Il est vrai que le propriétaire du White Star Line ne cessait de harceler le Capitaine du bateau pour qu'il augmente la vitesse : il voulait battre un record pour ce premier voyage, dont la publicité l'aiderait à récupérer les pertes subies par les navires Cunard. Et il est vrai que le Capitaine - qui avait déjà pris sa retraite après quatre décennies de bons et loyaux services et qui était revenu uniquement sous la pression pour commander cet illustre voyage inaugural - avait cédé avec lassitude à la pression de son employeur et avait poussé imprudemment la vitesse du navire à son maximum.

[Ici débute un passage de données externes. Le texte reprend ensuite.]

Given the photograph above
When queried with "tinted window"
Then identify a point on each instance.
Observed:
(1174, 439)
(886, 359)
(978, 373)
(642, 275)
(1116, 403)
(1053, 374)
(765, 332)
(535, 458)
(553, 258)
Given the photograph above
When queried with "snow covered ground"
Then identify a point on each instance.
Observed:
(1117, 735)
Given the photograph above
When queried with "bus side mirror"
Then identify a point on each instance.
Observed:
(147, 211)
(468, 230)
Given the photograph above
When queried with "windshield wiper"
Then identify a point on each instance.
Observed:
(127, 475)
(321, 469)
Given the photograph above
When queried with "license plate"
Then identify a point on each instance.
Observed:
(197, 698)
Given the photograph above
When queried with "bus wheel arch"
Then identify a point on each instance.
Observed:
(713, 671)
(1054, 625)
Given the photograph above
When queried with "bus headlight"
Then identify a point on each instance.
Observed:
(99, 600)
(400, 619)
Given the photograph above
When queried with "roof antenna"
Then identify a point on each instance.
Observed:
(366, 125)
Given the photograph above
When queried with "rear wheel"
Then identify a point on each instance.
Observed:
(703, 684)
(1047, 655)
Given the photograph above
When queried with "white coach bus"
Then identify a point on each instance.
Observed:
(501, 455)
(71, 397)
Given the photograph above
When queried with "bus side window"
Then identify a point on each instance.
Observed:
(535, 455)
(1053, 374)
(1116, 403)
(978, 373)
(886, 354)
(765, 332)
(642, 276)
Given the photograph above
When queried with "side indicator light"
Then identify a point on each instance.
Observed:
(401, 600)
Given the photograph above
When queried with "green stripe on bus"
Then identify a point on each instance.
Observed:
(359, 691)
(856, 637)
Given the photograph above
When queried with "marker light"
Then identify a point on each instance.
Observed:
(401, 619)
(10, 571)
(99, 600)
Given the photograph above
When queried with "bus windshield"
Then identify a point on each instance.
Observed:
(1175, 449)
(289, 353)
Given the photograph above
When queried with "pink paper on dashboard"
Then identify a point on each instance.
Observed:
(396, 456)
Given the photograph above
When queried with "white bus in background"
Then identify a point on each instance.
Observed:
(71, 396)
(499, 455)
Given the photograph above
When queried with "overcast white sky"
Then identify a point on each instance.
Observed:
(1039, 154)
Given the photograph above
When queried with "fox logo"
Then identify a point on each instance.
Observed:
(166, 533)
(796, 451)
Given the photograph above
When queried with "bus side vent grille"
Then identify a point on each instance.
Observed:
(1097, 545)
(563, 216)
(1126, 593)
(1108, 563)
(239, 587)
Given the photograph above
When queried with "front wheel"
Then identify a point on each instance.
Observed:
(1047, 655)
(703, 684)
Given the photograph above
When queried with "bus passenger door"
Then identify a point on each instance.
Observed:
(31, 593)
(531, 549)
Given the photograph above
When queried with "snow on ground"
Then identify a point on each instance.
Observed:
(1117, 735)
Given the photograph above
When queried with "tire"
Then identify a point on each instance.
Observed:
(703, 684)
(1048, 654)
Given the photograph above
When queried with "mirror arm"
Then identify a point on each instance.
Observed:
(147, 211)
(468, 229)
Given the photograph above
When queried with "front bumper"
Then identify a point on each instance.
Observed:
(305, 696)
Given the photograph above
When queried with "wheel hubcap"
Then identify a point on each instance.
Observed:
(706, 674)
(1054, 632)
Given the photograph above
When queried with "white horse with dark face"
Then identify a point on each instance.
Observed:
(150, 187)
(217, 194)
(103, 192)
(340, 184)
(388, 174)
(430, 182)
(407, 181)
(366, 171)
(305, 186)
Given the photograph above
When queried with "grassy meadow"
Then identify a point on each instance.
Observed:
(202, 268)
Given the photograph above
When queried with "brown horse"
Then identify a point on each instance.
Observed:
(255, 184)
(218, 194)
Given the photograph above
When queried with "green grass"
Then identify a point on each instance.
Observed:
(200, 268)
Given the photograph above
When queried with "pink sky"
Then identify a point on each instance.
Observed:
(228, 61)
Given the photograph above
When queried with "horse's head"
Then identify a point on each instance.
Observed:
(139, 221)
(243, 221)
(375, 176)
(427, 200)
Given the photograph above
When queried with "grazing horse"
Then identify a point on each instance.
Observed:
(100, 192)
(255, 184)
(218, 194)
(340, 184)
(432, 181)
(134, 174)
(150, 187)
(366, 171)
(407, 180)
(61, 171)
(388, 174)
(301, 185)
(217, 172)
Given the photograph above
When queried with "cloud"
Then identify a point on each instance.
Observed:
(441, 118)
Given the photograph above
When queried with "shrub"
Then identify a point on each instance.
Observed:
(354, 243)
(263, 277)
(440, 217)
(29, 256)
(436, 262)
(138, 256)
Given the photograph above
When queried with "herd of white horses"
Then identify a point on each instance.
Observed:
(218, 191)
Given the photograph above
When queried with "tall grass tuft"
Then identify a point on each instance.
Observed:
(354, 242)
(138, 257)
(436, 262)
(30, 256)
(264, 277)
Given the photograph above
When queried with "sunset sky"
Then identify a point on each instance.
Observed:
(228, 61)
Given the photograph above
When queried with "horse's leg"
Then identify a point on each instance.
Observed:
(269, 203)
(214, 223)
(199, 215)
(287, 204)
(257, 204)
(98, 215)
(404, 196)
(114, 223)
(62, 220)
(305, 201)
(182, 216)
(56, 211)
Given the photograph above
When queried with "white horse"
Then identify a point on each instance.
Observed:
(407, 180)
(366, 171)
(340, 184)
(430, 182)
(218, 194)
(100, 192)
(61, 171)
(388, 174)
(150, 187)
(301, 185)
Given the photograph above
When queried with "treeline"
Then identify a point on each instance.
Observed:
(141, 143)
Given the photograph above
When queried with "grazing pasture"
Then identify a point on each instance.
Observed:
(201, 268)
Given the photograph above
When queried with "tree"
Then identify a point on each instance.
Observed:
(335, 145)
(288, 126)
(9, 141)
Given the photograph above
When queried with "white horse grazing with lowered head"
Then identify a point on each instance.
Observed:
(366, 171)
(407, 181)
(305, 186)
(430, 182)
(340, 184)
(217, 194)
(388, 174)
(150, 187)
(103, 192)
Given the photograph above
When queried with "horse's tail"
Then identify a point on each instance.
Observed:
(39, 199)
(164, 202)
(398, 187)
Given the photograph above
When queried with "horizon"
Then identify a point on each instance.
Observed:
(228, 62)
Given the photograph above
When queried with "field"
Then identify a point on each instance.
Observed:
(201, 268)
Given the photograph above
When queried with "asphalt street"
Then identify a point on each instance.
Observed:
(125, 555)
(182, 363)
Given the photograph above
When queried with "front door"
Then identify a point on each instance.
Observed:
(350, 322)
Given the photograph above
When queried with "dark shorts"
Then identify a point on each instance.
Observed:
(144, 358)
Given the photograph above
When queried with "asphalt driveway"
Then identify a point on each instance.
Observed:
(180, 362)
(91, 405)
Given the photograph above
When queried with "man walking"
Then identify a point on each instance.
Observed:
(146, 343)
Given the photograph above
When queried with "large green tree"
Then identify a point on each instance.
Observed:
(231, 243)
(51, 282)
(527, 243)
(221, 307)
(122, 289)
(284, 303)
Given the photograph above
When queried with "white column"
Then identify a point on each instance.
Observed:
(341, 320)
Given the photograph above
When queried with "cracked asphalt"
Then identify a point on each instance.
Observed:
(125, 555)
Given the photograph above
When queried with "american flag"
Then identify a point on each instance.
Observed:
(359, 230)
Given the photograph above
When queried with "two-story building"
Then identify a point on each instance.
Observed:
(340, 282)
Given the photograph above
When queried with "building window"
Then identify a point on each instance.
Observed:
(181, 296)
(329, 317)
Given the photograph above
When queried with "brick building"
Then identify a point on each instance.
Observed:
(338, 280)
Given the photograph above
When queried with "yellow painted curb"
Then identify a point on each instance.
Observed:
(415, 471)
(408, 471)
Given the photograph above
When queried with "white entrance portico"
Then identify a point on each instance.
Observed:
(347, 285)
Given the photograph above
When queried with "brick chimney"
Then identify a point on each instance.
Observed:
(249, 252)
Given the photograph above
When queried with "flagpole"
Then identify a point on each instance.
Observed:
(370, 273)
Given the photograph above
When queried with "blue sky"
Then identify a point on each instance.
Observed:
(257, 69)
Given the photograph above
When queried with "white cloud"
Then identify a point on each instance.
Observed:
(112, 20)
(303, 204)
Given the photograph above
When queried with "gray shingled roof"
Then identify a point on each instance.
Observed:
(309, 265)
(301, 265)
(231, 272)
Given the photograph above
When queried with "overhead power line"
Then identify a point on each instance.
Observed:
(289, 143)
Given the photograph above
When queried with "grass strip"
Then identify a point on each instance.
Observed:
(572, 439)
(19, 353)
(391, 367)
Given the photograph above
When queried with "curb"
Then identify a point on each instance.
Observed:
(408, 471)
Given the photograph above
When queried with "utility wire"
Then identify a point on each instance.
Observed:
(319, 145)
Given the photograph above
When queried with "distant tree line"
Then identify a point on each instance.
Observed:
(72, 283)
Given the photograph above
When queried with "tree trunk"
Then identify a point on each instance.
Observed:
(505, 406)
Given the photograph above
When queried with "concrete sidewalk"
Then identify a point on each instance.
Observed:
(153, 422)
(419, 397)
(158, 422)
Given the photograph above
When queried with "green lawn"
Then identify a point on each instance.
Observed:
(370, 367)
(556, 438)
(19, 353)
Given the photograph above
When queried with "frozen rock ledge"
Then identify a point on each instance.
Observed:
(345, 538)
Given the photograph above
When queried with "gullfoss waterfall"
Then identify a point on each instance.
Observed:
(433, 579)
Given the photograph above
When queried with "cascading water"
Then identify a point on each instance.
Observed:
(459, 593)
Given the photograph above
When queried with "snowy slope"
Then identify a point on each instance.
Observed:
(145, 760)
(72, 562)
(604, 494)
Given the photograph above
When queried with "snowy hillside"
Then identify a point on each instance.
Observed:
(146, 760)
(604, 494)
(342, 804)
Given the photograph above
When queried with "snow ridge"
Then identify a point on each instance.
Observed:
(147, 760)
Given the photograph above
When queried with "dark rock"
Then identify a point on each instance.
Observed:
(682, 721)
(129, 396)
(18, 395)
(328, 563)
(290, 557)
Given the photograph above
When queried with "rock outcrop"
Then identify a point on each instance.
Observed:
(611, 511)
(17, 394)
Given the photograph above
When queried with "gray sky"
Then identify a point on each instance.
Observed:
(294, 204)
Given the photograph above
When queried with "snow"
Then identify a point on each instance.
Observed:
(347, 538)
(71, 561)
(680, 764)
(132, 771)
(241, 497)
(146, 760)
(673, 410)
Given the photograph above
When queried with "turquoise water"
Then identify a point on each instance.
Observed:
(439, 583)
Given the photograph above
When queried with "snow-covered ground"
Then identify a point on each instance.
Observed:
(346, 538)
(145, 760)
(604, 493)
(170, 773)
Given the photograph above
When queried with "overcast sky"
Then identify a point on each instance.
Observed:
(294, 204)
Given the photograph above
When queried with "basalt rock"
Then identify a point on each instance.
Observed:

Il est vrai, aussi, que le constructeur du bateau, à bord pour cette première traversée, avait conçu des cloisons étanches, mais uniquement jusqu'à hauteur du pont « C », de manière à fournir aux passagers de première classe des cabines plus spacieuses.
Avec ces étalages d'arrogance et de négligence, le décor était planté.
A 23h40, le dimanche 14 avril, la mer était calme, la nuit sans lune, la température de 1'eau et de l'air frisait le zéro degré. L'homme de vigie repéra l'énorme iceberg un rien trop tard et le navire réagit un rien trop lentement. L'iceberg érafla le côté du navire sous la surface de l'eau, 1'ouvrant comme une boîte à sardines, 1'entaillant de six fines rainures, ouvrant une brèche dans six des compartiments étanches. Le bateau, à ce moment-là, était perdu. Ce n' était plus qu'une question de deux heures et demi. Les passagers, spécialement ceux de la première classe qui, pour la plupart, n'avaient même pas senti l'impact, refusèrent, dans un premier temps, de croire qu'il y eut le moindre danger.
Les passagers de la troisième classe savaient qu'il y avait un problème : l'eau s'engouffrait en effet dans leurs cabines-dortoirs. Mais, lorsque le navire se mit à donner de plus en plus dangereusement de la bande, il n'était plus possible d'ignorer l'inévitable.
Il n'y avait que vingt canots de sauvetage. Pour abriter toutes les personnes à bord, il y aurait dû en avoir cinquante-quatre, mais un si grand nombre de canots aurait pris bien trop de place sur le pont des premières classes. Malgré cela, les deux premiers canots furent mis à la mer presque vides quelle personne sensée aurait voulu quitter le grand paquebot chauffé, brillamment éclairé, pour se fourrer dans un minuscule canot ouvert, s'agitant sur une mer froide, sombre, si sombre ?...
Lorsque le dernier des canots fut mis à la mer, il restait plus de quinze cents personnes à bord, y inclus tous les millionnaires américains (la femme d'Isidore Strauss choisit en réalité de mourir plutôt que de quitter son mari).
Et l'orchestre a continué de jouer, jusqu'à la fin...
A ce moment-là, 1'arrière du grand navire s'éleva à une hauteur de deux-cents pieds - vingt étages - au-dessus de la surface de l'océan. Il se maintint dans cette position quelques brèves minutes, dressé, presque perpendiculaire, avec plus d'un millier de gens qui hurlaient et s'accrochaient désespérément à lui, avant de plonger et de s'enfoncer.
En quelques secondes, l'objet mouvant le plus grand de la terre avait complètement disparu.





D'où vient cette fascination pour cette nuit tragique d'avril 1912 ? Elle ne date certainement pas du film de James Cameron, même s'il a contribué à cristalliser un culte. Pourquoi ces quelque deux mille deux cents âmes frappent-elles ainsi l'imaginaire collectif ? Certes, il y a dans l'histoire du Titanic tous les éléments d'une bonne tragédie antique. Les unités sont toutes là, même si l'unité d'action n'était certainement pas la même en fond de cale et dans les suites de luxe.
Certes, la fascination qu'exercent les failles du progrès, des morts mythiques recensés lors de l'édification de la Muraille de Chine à l'explosion en plein vol de la navette Challenger, ne se tarira sans doute jamais.
Certes, il y a un certain hypnotisme morbide à imaginer qu'en quelques heures, ces gens ont plongé de l'un des moments les plus exaltants de leur vie vers la mort.
Mais la question qui finalement nous hante est simple si le destin nous avait placés à bord du bateau, si les circonstances nous avaient forcés à devenir autres que ce que nous sommes à l'ordinaire, nos agissements auraient-ils été ceux d'un héros ou ceux d'un lâche ?

Stéphane Laporte, auteur de l'adaptation française.